2: Towards a Theoretical
Vocabulary: In reader from Copy Central
on Bancroft down through selection from
de Sousa, xerox p. 143. These readings present
some different ways of talking about emotions
that we will attempt to organize in class
by focussing on what issues cause debate
and how we might formulate the basic problems
involved.
3. For the first half of
this class two or three participants will
write to the others by e-mail before Friday
telling them what literary texts or works
of art they have chosen as a way of using
or problematizing the readings and discussions
from the last class. These people will then
lead discussion during this class. It might
be useful if we choose most of our examples
from the texts I have ordered, but I do
not want to make those the exclusive sources,
or even literature the exclusive medium.
If the works are not easily available we
will set up a drop box in the Graduate Reserve
Reading Room. For the second half of the
class we will discuss limitations developed
from within Anglo-american philosophy of
the now dominant cognitivist views of emotions.

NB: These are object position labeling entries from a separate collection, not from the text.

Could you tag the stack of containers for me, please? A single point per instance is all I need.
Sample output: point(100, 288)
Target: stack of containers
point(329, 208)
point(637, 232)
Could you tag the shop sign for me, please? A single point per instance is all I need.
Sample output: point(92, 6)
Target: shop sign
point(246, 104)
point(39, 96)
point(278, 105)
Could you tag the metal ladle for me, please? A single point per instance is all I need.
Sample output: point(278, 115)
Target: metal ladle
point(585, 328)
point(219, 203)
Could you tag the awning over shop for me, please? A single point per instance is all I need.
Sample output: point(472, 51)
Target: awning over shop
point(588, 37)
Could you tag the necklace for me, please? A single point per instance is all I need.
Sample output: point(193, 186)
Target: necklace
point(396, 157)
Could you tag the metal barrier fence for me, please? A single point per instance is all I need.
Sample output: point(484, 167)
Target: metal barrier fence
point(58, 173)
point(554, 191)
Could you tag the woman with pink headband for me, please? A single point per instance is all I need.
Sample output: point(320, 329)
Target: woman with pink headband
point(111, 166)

And we will take up the question of taxonomies
of emotions in order to try alternative
versions of emotional dynamics. Reader down
through Descartes, xerox p. 193 (be sure
to read the Moran essay especially carefully).
(Walton in Emotions and the Arts
responds to this essay.)
4. Again two or three presentations
for the first half of class. Second half
will concern itself with how to handle the
imaginary dimension of emotions that is
one factor making cognitive accounts problematic
(others are the issue of the relation of
emotions to values and emotions to boundaries
of subject positions). Readings will be
from Nicholas Luhman in reader (mislabelled),
xerox pp. 264-76, and as much of Richard
Wollheim as you can read (he is very readable).
For reasons I can explain, the Wollheim
text is available only as a single typescript
text that you will have to make your own
xerox of. It is on the reserve shelf that
I hope will be in the new Graduate reading
room in Doe.
5. Again two or three presentations.
Second half of class will be devoted to
phenomenological critiques of both cognitive
and imaginary frameworks. I am treating
Gilles Deleuze as a phenomenologist for
this experiment, so please read at least
chapter 5 of his Difference and Repetition.
You can pick up the basic logic of the book
from the opening and conclusion of the first
chapter and beginning of the conclusion.
In addition please read in reader from Smith
to Cataldi, xer pp. 194-263.
6. Again two or three presentations.
Discussion will focus on various readings
about the relation of emotions to theories
of value, especially in the domain of aesthetics.
Please read the rest of the reader and in
Emotions and the Arts essays by Levinson,
Walton, Sparshott, Livingston and Mele,
and de Sousa.
7. I see this week as largely
time to catch up and see if we can agree
on working paradigms or formulations of
problems that will be provocative. We will
have the opening presentations again, and
readings will be essays of mine on Hegel
on force, on Eliot, on Stevens, and on Mei-Mei
Berssenbrugge which by then I hope to have
on my web site.
8-15. The rest of the seminar
will consist of two participant presentations
per class. Those performing will select
and text and make it available (if it is
difficult to get) by Friday before class.
They will then present a twenty minute conference
paper. There will be one or two respondents
who will spend just ten minutes indicating
what aspects of the paper might create problems
or require further thought, and then the
group will have to sustain conversation.
I assume that the final paper will learn
something from these conversations. It will
be crucial to the class that we all read
whatever the person is writing about.